Les facteurs de risque décrits dans la littérature sont repris au tableau 1. On a déjà développé un système de score relatif au risque de PRIS.9 La réintroduction du médicament après l'apparition de signes suggestifs de PRIS n'est pas indiquée, même après régression des symptômes.4
Il n'existe pas de traitement étiologique. La prise en charge consiste en l'arrêt du médicament et en un traitement de soutien, au moyen d'ECMO (oxygénation par membrane extracorporelle), d'agents inotropes et de dialyse rénale.6, 10
La mortalité est élevée (33-66 %), mais elle semble diminuer. La conscience de l'existence du PRIS et l'éviction des facteurs déclenchants constituent les meilleures mesures préventives. On a décrit que le dosage quotidien des lipides sériques et des CK se révèle utile, mais ce n'est pas toujours le cas.2, 4, 6
Dans le présent cas, l'acidose métabolique typique et classiquement décrite était moins marquée, et d'autres effets indésirables précoces dose-dépendants (l'insuffisance cardiaque progressive) ont précisément été observés après les effets indésirables dépendants du temps, qui surviennent normalement plus tard (anomalies à l'ecg et rhabdomyolyse). Étant donné que le traitement est malheureusement le plus souvent insuffisant, une reconnaissance rapide de ce syndrome est capitale pour une évolution favorable, et cette reconnaissance a précisément été trop tardive ici, notamment en raison de la nature aspécifique des signes cliniques chez ce patient en état critique. En outre, nous savions que ce patient avait fait une tentative de suicide, ce qui avait soulevé des questions éthiques quant à son transfert vers un centre tertiaire en vue d'un traitement par ECMO.
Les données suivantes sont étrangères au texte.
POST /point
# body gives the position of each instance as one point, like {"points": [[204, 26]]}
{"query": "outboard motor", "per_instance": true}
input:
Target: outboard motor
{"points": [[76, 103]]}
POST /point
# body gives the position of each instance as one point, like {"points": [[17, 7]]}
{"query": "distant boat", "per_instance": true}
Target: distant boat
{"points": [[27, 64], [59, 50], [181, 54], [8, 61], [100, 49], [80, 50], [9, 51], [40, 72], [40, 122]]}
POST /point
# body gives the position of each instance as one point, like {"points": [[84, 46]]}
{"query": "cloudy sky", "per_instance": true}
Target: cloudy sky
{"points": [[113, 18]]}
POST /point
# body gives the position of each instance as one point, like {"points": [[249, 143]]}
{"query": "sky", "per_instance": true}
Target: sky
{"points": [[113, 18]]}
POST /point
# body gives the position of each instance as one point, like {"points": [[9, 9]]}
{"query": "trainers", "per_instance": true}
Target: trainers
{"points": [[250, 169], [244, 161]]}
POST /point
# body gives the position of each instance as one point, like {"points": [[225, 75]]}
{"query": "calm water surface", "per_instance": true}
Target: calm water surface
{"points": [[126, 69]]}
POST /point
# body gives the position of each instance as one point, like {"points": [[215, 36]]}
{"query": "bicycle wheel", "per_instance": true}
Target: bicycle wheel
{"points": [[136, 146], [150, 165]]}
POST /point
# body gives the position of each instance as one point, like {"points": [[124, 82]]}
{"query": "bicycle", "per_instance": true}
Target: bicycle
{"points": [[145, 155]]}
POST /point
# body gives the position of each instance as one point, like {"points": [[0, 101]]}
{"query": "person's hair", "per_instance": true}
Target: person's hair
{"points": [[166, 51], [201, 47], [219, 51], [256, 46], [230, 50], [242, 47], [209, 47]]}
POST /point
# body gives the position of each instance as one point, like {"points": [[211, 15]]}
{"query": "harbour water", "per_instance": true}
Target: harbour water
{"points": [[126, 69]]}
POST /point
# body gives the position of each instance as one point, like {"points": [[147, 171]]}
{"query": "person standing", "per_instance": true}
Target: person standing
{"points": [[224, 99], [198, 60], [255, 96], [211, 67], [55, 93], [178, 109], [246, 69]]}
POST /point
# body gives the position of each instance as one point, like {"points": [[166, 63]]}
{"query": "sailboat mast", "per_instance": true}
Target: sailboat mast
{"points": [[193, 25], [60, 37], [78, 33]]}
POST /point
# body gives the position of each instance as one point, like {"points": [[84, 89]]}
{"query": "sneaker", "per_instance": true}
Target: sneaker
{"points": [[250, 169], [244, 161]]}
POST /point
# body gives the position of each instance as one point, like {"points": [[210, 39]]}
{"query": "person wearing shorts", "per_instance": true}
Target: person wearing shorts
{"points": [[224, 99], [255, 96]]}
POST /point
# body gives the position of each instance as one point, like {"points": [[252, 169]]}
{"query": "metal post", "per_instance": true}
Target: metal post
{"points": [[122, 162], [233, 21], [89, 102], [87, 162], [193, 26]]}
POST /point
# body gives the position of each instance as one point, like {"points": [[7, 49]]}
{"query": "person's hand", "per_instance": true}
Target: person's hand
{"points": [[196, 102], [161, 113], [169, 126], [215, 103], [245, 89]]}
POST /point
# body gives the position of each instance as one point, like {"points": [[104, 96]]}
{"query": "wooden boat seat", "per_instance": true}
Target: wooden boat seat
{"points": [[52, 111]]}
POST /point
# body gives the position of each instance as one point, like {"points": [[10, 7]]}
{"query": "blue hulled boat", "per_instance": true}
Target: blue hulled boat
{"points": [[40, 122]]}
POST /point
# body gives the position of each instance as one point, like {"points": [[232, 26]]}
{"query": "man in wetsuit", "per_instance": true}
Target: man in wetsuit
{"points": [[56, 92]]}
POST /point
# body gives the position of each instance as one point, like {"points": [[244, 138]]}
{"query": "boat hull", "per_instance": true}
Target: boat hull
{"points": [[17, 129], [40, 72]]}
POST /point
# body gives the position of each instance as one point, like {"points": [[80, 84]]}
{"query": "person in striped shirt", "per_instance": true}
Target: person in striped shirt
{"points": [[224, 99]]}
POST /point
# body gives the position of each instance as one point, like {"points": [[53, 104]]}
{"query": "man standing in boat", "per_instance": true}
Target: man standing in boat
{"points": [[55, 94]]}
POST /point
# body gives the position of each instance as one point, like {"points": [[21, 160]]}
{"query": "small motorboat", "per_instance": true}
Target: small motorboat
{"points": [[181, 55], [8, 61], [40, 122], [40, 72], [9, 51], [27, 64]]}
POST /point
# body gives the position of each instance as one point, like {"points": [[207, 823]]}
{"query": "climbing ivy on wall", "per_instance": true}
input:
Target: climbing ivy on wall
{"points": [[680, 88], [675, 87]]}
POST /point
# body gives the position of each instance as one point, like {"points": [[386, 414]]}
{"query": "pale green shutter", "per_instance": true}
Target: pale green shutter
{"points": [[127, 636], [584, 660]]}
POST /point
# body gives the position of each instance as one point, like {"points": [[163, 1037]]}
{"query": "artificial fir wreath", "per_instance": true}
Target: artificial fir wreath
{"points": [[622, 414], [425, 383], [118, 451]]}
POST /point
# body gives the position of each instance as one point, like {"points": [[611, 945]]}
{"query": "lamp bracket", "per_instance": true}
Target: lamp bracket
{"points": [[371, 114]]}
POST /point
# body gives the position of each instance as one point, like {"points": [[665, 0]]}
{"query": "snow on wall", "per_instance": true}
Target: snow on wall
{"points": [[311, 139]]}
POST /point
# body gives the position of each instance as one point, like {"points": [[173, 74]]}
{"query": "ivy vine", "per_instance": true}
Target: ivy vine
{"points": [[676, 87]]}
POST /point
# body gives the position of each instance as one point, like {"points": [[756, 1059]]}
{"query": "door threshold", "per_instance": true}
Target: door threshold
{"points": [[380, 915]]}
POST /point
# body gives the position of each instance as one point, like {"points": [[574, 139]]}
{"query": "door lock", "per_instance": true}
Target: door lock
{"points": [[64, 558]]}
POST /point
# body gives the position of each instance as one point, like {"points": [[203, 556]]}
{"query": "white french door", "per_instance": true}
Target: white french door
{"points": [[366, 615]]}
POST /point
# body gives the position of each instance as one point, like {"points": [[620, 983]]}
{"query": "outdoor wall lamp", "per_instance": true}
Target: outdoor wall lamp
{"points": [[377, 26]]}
Un monitoring correct de la dose de propofol reste assurément la pierre angulaire de la prévention d'une évolution fatale du PRIS. Toutefois, de fréquents contrôles de l'ecg peuvent attirer l'attention sur l'imminence d'un PRIS, surtout quand on sait qu'un PRIS peut également survenir en cas de monitoring correct de la dose.
Conclusion
Le PRIS va bien au-delà d'une simple perfusion excessive de propofol; il est le résultat d'une conjonction physiopathologique complexe d'une affection sous-jacente sévère, d'une dose cumulative trop élevée de propofol et d'autres facteurs de risque. Une issue heureuse dépend étroitement d'une reconnaissance précoce du syndrome. Toutefois, son diagnostic est souvent un défi, en raison de sa rareté, de la présentation aspécifique et de l'absence fréquente des caractéristiques typiquement décrites de l'affection. De ce fait, le PRIS constitue souvent un diagnostic rétrospectif. Les anomalies à l'ecg peuvent être la clé d'une identification précoce mais, même si le syndrome est détecté à temps, une issue fatale est souvent inéluctable.